It’s that time of the year!
Holiday party time? No, bro.
Ugly Sweater time? No, sis.
Regifting time? No, Karen. (Really?)
It’s end-of-the-year review time! Woot, woot!
Wait, wait… Don’t click off this story. We are here to help.
Year-end reviews are a critical time for leaders and direct reports. While it can seem challenging, it doesn’t need to be.
Rather than be all formal and “Boomerish” this review should be more of a conversation. And, it’s necessary to build rapport, show you are interested in your employees’ growth and your growth as a leader.
The end-of-the-year review is a time to reflect and show your employee “we’re good”, according to Claire Lew at Signal V. Noise. The review allows you and your direct report to sit down and discuss what went well and how you are a good cohesive team.
Or, conversely, to consider if your working relationship isn’t a good fit.
End of the year reviews aren’t meant to be a formal rate yourself on a scale of 1-10, Lew says, it’s a time to consider how to make the coming year better, identify areas for improvement, and growth opportunities.
To build the working relationship and evaluate ways to do and be better in the coming year, Lew, CEO at Know Your Team, a software company to help leaders avoid being a terrible boss, says the questions should be different from those that are standard fodder for performance reviews.
Lew offers a template and sample questions to guide the conversation.
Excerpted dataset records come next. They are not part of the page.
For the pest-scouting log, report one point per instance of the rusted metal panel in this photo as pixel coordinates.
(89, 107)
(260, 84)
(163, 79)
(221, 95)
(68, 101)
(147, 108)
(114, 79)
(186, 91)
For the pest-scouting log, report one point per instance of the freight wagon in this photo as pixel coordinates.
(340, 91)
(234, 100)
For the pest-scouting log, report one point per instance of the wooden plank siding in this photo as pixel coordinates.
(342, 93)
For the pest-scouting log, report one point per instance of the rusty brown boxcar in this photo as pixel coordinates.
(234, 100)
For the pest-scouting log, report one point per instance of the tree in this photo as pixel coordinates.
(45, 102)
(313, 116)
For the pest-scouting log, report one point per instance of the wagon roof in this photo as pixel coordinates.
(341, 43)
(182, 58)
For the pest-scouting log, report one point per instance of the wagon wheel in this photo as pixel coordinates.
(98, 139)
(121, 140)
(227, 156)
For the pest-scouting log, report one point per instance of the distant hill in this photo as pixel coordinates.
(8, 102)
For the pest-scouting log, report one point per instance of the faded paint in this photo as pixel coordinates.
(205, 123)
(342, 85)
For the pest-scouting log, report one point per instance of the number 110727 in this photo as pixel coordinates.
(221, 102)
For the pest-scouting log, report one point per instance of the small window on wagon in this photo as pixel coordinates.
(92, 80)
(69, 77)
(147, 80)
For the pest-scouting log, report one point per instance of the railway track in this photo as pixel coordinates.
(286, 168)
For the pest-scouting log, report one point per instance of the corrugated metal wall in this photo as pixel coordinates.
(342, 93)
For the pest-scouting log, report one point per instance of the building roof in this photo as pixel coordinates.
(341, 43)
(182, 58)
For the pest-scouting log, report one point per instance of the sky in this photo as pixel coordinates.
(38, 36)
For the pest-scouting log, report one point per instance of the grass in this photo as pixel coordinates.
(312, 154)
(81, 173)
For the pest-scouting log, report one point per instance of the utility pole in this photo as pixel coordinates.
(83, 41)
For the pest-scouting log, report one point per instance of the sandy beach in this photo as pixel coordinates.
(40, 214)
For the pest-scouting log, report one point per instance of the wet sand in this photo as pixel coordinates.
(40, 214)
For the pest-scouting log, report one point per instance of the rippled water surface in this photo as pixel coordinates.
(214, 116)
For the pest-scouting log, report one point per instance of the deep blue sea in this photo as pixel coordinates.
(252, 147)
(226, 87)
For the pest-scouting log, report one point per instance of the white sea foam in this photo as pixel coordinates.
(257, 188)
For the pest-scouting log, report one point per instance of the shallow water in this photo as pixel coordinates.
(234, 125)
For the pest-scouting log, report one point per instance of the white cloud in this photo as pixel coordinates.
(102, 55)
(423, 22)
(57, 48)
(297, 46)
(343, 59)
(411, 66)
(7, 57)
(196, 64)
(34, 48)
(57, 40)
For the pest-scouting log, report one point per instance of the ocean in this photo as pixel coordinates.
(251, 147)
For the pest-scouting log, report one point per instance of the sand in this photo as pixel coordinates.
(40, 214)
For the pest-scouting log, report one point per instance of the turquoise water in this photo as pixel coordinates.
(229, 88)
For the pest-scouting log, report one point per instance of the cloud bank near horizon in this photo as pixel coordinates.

She also says it’s likely that in the 1-hour to 1.5-hour time frame, all of the questions will not be addressed, but that is ok. It allows an opportunity to have more relationship-building conversations.
The conversation should be broken down into four areas:
• Catching Up – 10-15 minutes
Questions should relate to holiday plans and end-year work wrap up.
• Reflections on the past year – 30-45 minutes
This is the opportunity for you as the leader to ask what you did well and could do better. Also, how your employee feels they did, where were they challenged, what did they learn, and how has your relationship grown together.
• Looking Ahead – 30 minutes
How do your employees want to grow in the next year? What areas do you, as the leader, need to give more energy?
• Takeaways and Next Steps – 10 minutes
A wrap-up of what you and your direct report(s) need to do in the coming year.
With a little planning and exaction you and your team will end the year on a good note and set the tone for 2020.